Wednesday, 31 May 2017: 09:10
Grand Salon A - Section 4 (Hilton New Orleans Riverside)
Fabrication of ultra-high surface area electrodes can improve sensitivity for analyte detection. Here we report a scalable method for producing three-dimensional, nanoscale woodpile structures of cerium oxide for use in glucose sensors. A CeO2
nanoparticle based ink was used to directly pattern 500 nm wide grid structures via a solution-based soft nanoimprint lithography technique. The residual layer of the imprinted pattern was minimized by optimization of CeO2 concentration, speed and time of spin coating. Multi-layered woodpile structures of CeO2
were then achieved by a layer-by-layer imprint strategy. To prevent defects at the intersection of the layers, titanium diisopropoxide bis(acetylacetonate) was added as a binder. SEM data revealed that three-dimensional woodpile cerium oxide structures were successfully fabricated over a large areas.

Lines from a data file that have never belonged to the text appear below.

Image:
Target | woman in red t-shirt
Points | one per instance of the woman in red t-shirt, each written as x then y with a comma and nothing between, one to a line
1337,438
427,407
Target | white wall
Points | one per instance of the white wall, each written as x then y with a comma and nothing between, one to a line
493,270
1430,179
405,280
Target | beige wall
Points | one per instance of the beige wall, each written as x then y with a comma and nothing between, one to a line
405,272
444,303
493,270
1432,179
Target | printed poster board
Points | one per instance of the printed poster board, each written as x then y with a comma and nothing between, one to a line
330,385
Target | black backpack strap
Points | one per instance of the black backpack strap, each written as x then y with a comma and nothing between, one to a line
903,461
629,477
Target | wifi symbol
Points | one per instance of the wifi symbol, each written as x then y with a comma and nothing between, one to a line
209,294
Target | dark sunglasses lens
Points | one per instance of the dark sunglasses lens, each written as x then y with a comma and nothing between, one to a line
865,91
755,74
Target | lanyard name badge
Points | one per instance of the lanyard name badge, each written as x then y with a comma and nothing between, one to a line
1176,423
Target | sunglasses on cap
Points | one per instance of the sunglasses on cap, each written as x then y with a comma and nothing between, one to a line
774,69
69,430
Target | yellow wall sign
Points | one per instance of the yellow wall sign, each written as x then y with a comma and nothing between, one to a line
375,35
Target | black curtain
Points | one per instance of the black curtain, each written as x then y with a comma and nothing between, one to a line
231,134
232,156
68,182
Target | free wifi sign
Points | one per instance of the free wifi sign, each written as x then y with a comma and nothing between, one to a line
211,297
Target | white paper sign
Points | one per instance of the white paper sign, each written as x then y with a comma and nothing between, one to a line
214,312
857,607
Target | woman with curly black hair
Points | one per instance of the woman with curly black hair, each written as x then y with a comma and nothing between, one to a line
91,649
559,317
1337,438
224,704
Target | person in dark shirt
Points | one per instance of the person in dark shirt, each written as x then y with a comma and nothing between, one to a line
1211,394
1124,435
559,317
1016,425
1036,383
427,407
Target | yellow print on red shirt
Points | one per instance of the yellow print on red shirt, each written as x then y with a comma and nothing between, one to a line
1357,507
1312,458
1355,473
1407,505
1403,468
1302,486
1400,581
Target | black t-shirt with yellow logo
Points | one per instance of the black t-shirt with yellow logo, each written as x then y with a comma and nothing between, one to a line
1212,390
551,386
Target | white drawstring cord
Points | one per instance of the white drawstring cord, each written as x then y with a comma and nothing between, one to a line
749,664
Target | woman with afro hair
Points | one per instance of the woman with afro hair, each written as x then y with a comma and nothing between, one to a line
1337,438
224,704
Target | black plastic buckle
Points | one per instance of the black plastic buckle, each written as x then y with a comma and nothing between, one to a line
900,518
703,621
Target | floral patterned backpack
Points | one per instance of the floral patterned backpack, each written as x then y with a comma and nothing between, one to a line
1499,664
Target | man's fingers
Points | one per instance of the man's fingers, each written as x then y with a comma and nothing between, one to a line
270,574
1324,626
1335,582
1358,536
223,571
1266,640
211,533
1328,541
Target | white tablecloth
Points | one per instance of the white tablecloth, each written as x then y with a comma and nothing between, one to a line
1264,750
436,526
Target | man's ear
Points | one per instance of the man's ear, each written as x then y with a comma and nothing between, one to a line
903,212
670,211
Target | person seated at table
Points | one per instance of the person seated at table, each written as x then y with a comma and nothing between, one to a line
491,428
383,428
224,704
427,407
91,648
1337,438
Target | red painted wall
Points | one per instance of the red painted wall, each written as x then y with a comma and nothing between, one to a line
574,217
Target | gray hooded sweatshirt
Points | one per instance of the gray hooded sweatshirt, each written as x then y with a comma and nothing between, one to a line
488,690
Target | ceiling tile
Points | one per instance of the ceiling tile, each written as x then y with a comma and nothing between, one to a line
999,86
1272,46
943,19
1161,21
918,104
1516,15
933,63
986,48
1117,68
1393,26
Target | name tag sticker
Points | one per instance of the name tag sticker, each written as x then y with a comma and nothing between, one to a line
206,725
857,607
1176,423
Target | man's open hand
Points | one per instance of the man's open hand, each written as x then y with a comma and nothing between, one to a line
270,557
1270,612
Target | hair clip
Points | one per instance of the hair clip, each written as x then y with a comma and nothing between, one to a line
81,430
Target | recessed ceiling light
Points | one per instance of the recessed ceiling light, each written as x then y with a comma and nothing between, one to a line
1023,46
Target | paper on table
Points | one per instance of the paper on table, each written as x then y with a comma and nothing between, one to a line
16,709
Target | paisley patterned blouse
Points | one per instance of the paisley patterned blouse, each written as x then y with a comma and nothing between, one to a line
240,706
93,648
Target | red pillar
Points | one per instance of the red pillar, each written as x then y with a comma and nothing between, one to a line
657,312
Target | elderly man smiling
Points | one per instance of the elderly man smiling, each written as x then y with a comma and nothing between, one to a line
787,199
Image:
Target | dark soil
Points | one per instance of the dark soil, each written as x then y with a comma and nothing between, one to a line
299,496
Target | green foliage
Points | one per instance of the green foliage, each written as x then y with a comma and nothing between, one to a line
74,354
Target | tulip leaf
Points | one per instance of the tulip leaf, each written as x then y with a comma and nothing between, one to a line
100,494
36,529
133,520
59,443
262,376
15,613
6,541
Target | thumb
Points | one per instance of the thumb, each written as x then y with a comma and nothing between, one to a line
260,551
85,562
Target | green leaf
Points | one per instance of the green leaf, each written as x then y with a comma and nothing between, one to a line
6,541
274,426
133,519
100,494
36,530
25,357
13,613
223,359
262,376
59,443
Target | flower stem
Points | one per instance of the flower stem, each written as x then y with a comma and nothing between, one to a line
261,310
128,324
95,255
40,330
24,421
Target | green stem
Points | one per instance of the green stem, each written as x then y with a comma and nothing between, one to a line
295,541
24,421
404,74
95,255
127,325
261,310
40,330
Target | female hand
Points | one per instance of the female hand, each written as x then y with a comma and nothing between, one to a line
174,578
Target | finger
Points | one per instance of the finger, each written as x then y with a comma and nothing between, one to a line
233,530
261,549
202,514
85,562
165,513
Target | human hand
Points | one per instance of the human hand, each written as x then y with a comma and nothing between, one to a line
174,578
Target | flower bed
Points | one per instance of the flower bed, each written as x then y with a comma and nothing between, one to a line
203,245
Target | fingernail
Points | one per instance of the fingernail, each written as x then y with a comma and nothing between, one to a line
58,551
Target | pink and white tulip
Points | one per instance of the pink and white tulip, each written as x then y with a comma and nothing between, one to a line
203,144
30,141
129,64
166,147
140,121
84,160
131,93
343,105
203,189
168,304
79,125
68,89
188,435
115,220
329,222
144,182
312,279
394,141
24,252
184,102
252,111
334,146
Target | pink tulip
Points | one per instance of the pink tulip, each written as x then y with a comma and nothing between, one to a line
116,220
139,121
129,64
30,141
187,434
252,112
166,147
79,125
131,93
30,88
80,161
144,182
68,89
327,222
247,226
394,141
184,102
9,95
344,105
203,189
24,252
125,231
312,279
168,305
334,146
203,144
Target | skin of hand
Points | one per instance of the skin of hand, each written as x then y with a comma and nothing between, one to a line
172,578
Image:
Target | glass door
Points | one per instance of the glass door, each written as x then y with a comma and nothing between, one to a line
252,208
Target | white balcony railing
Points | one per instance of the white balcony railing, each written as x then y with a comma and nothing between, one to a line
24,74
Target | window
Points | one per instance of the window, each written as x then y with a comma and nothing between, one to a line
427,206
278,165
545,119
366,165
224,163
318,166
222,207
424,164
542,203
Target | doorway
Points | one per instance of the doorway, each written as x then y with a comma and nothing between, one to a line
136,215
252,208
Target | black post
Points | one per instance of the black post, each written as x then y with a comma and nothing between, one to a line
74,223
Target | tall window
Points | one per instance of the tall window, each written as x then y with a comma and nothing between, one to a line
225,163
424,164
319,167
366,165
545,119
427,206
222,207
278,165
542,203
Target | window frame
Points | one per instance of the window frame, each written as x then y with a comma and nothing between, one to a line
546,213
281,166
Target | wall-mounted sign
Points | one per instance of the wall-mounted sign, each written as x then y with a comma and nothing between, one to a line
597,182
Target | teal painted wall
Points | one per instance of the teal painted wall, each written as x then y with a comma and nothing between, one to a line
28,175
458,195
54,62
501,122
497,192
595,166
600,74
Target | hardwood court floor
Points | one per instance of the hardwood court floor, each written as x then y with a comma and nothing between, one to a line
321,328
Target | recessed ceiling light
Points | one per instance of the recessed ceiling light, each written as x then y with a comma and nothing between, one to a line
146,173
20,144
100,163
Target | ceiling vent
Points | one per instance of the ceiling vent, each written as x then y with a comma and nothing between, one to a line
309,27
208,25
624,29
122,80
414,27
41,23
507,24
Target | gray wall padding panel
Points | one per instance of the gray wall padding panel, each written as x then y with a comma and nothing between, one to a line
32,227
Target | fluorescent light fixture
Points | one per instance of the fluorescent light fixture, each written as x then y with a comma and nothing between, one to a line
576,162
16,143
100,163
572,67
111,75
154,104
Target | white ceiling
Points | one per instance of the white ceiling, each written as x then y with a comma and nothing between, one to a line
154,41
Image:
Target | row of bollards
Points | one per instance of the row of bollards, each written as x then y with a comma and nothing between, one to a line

Then, an enzymatic glucose sensor was fabricated by printing such a CeO2 woodpile structure on a gold-coated substrate. Cyclic voltammetry and chronoamperometry were applied for detecting glucose in PBS buffer solution (50 mM, pH 7.0, 25 °C). Experimental data showed the sensitivity of glucose sensors can be improved by increasing the number of layers. The tetralayer CeO2 glucose sensors exhibited high sensitivity (8.2 µA mM-1 cm-2), short response time (1-2 s) and long linear range (0.02 mM-2.0 mM). These results indicated the three-dimensional woodpile structure of CeO2 is a promising material for high sensitivity biosensors.